Même le premier ministre Justin Trudeau a pris le temps et la peine de venir leur parler et de répondre à leurs questions, tout comme quelques-unes de ses ministres – Maryam Monsef, de la Condition féminine, Mary Ng, qui veille sur le ministère de la Petite Entreprise et de la Promotion des exportations, Mélanie Joly et Chrystia Freeland, qui devrait être présente aujourd’hui. Durant le repas en fin de soirée, hier, la musicienne québécoise Charlotte Cardin a donné un petit concert privé et la mairesse Valérie Plante a livré un discours dynamique sur la nécessité d’augmenter le nombre de femmes partout dans les instances décisionnelles. C’était, a-t-elle rappelé, le premier anniversaire de son élection à la tête de la plus grande ville du Québec.

Tout ça pour environ 200 personnes, en majorité des Canadiennes, mais avec une bonne délégation d’Américaines, toutes sur place, avec leur expérience, leurs témoignages – et leurs sacs Birkin, Saint Laurent, Chanel ! –, pour parler affaires, techno, politique, pouvoir et, beaucoup, de l’importance de la présence des femmes au sein des entreprises.

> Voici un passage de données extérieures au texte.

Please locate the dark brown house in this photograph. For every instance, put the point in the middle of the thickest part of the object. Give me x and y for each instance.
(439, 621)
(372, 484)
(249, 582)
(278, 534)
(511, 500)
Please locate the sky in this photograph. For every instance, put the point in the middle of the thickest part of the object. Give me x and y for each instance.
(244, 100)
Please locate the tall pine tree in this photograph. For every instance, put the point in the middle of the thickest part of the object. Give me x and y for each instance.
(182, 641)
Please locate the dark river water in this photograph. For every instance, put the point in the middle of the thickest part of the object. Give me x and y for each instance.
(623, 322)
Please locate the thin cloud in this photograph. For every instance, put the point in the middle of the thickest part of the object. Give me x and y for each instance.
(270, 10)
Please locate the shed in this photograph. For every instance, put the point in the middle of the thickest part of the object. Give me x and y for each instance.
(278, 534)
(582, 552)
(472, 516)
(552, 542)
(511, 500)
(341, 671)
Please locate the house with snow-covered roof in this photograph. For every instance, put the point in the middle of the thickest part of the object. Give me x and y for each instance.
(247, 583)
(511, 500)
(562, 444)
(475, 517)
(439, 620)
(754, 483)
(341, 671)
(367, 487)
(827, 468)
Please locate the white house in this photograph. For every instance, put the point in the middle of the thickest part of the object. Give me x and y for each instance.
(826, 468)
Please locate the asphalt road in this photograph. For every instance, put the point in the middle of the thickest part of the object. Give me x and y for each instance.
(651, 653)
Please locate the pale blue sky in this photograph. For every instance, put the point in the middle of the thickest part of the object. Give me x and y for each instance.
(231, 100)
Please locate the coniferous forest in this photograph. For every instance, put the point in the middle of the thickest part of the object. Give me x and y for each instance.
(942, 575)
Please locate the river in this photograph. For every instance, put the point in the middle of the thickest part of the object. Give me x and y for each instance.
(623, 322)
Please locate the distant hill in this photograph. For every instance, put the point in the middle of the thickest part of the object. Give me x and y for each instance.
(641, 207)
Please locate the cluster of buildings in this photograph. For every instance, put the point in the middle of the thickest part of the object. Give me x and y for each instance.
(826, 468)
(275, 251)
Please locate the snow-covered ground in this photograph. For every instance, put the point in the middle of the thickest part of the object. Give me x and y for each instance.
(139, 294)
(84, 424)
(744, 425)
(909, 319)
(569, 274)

Parce que, on l’a répété, comme l’ont démontré on ne sait plus combien d’études, c’est synonyme de profits, de rentabilité, de succès. La logique étant bien simple : la diversité de personnes amène la diversité d’idées, de solutions.

Au début des discussions, Pattie Sellers, directrice des sommets de Fortune, a expliqué que lorsque ces événements ont commencé, il y a plus d’une décennie, on y parlait peu de sujets touchant la condition féminine, l’idée étant plutôt de se concentrer sur le rôle joué par ces femmes au cœur de leurs entreprises.

Mais les temps ont changé. Et cette année, on a invité des femmes comme Kathleen Taylor, par exemple, présidente du conseil de la Banque Royale, à venir parler de ce qui bloque l’avancement des femmes au sein des entreprises. Le #metoo ne serait-il pas en train de nuire aux femmes, en empêchant le mentorat des femmes par des hommes ?, a-t-on évoqué pendant la discussion. « Mais voyons donc ! », a rétorqué vivement la grande banquière. « Et si c’est effectivement le cas, qu’on en discute ! »

Un sujet est revenu plusieurs fois à l’avant-plan : la nécessité de fixer des objectifs pour faire progresser les femmes à la tête des entreprises, faute de quoi le progrès est trop lent. 

« Je n’aurais pas dit ça il y a 10 ans, mais il faut en parler », a expliqué Patti Shugart, première directrice générale et chef, grande entreprise et crédits mondiaux, chez RBC Capital Markets.

« Ce qui ne se mesure pas, on ne le fait pas », a ajouté la ministre Monsef. 

Mme Hewson, de Lockheed Martin, a même enjoint les médias à embarquer dans l’effort collectif en présentant des images de femmes leaders qui donnent envie aux jeunes filles de les émuler. Elle-même a commencé comme ingénieure industrielle, a-t-elle raconté, et rares étaient les modèles de succès et d’audace pour ces professions dans la culture populaire.

Caroline Codsi, présidente de La gouvernance au féminin, un groupe canadien voué à l’avancement des femmes au sein des hautes directions d’entreprise, a quant à elle carrément apporté une lettre pour le premier ministre Trudeau, qu’elle est allée lui porter pendant le repas.

Elle lui a rappelé que, selon les derniers calculs des autorités financières canadiennes, quelque 218 entreprises ne comptent aucune femme au sein de leur conseil d’administration. Selon Mme Codsi, il serait peut-être temps de leur envoyer un message ? Le document est tout écrit. La liste des entreprises a été montée. Ne reste qu’à signer et à poster. « Et il a dit oui », m’a-t-elle rapporté à la fin de la soirée.